One of the most popular styles for todlers and pre-school children, both boys and girls, were rompers. The rompers were a sharp departure from earlier styles for young children which were often very elaborate an constrictive. Loose-fitting rompers were a much more casual approch to children's clothes. They were mostly made for pre-school children, but as they were made through age 6, some children may have worn rompers after they came home from school.
One of the major development after World War I was a marked increase in the popularity of casual clothes. This was especially true for children's clothes. An interesting example here is what Sears called a Khaki Jean Summer Suit. It was a play suit made in sizes from 5 to 14 years (Sears, Spring-Summer, 1923). This is notable because in the 1920s most boys older than 12 wore knickers, not shorts. Here a exception was commonly made for camp. We see for example, Boy Scouts wearing shorts at camp, even though the standard uniform was knickers. The other unusual feature is that even though this is a hot-weather suit (recommended for vacations, summer camps, and general relaxed wear), it is shown with black long stockings--not very cool. Here we see the implied conflict between clothes designed to be informal and comfortable and yet that seem to require traditional black long stockings.
Boys wore a variety of coats in the fall and winter of 1922-23. Double breasted coats appear to have been very popular, including reefer jackets with sailor styling.
Sailor suits were still worn by American boys in the 1920s. They were most popular with younger boys, but HBC has b\noted them in sizes up to 19 years.
It was in the 1920s that our modern concept of cllared shirts became widely worn. The soft collar began to replace the Eton collar that had dominated oler boys' dresswear sine the 1890s.
American boys still commonly wore long stockings in 1923, espsecially during the fall and winter. Kneesocks had begun to appear more commonly in catalogs, but long stockings were still the most common for winter wear. Three-quarter socks were more common during the summer--unless a boy went barefoot, still common in small towns and rural areas.
A 1923 Wards mail order catalog shows the varied styles of hosiery available for boys and girls in 1923. The page from the summer catalog was entiled, "Well wearing hose for roming children". The illustrations show boys wearing both kneesocks and long stockings with anove the knee knickers. Wearing kneesocks with above the knee knickers was only in fashion for a few years. Much but not all of the hosiery offered for sale was the same for both boys and girls.
The 1920s clothing catalogs included a variety of garments and accessories besides the major categories. Many are important to note as in some cases as fashions changed or developed, they would disappear or become important styles in future generations. This is one of the valuable elements of these catalogs, allowing us to track changing fashions with sources of known dates.
Underwear was still rather complicated in the 1920s, primarily because of the popularity of button-on-styling and because long stockings were still being worn. We have a good bit of informatin because underwear was both advertised in catalogs as well as in many magazines.

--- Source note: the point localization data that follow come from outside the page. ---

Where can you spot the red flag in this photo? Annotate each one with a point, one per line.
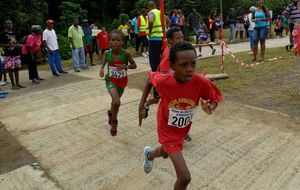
(163, 24)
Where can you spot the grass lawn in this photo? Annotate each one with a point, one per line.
(273, 84)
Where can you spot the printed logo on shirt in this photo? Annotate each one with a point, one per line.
(181, 112)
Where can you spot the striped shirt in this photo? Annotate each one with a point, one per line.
(293, 12)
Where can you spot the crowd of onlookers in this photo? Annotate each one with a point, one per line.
(86, 39)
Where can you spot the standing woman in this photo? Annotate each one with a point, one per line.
(12, 58)
(30, 50)
(260, 17)
(212, 25)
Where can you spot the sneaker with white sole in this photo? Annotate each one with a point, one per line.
(148, 164)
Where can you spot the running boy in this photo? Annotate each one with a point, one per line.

A 1923 Wards mail order catalog shows the varied styles of underwear available for boys and girls in 1923. The underwear came equipped with numerous buttons for button-on styled clothing and for holding up the long stockings that were still commonly worn. Girls had bloomer or romper styled underwear while boys, excet for the youngest, wore stright legged underwear. Many styles for boys and girls were checked. There were several styles of combination suits. They were called combination sits because they combined both underm shirts and under pants. Wards also calls them "waist suits" and "romper togs".
Here we see an ad for Forest Mills Underwear. The ad emphasizes the company's product line for the entire family. I'm not sure what magazine carried the advertisement. We do know that it appeared in 1923. Forest Mills was a brand name for the Brown Durrel Company. This is not a company which we know anything about at this time.

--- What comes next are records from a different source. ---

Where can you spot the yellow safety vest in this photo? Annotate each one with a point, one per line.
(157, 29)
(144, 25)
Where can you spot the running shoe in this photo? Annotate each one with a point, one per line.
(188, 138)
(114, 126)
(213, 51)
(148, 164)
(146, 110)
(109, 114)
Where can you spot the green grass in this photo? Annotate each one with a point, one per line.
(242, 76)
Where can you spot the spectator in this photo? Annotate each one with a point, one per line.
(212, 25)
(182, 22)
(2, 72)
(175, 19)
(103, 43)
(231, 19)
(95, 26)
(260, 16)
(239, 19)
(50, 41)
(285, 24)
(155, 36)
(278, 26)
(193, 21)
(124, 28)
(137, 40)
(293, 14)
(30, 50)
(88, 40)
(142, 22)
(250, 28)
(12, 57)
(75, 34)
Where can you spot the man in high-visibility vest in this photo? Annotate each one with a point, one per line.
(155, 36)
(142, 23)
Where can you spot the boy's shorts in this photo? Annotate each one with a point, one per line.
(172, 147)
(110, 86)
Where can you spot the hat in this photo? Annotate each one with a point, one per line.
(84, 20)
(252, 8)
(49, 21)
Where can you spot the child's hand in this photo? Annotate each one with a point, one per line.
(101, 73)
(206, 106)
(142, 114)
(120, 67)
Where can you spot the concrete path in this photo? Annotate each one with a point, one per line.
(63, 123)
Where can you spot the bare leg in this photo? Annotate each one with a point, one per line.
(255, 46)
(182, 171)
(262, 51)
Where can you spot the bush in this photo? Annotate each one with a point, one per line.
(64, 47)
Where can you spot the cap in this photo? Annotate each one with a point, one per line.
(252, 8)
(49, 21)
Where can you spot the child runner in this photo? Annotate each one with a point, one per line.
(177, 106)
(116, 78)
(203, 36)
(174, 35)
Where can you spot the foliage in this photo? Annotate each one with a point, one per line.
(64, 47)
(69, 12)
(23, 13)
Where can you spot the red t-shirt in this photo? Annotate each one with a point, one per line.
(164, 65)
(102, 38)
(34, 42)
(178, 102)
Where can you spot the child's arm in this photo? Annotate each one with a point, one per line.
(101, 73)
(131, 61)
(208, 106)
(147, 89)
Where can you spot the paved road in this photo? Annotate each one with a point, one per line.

We note popular boys' footwear styles rapidly changing from high-top to low-cut shoes, but both were still available in 1923. We note styles like saddle shoes and closed-toe sandals.
Here is the children's shoe page from the 1923 Montgomery Ward catalog, page 213.

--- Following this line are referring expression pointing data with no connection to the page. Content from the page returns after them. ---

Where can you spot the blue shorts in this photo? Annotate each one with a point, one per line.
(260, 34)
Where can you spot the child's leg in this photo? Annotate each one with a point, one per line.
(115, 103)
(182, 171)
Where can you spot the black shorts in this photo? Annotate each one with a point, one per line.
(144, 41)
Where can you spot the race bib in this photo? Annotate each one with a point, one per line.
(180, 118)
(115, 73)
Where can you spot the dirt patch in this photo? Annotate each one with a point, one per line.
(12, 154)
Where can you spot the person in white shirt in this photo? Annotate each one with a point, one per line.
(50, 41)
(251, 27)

This is an interesting page because it offers a wide range of styles. We note both high-top and low-cut shoes. Some ofthe styles will look old fashioned to the modern reader, such as ankle trap shoes and high-top Butcher shoes. while others such as the low-cut shoes and sandals wlll look suprisingly modern. Several of the low-cut shoes were for girls. We note both high-top and low-cut shoes. Thwere are also several styles of closed-toe sandals, suggesting that they were very popular. There were also a range of shoes for toddlers.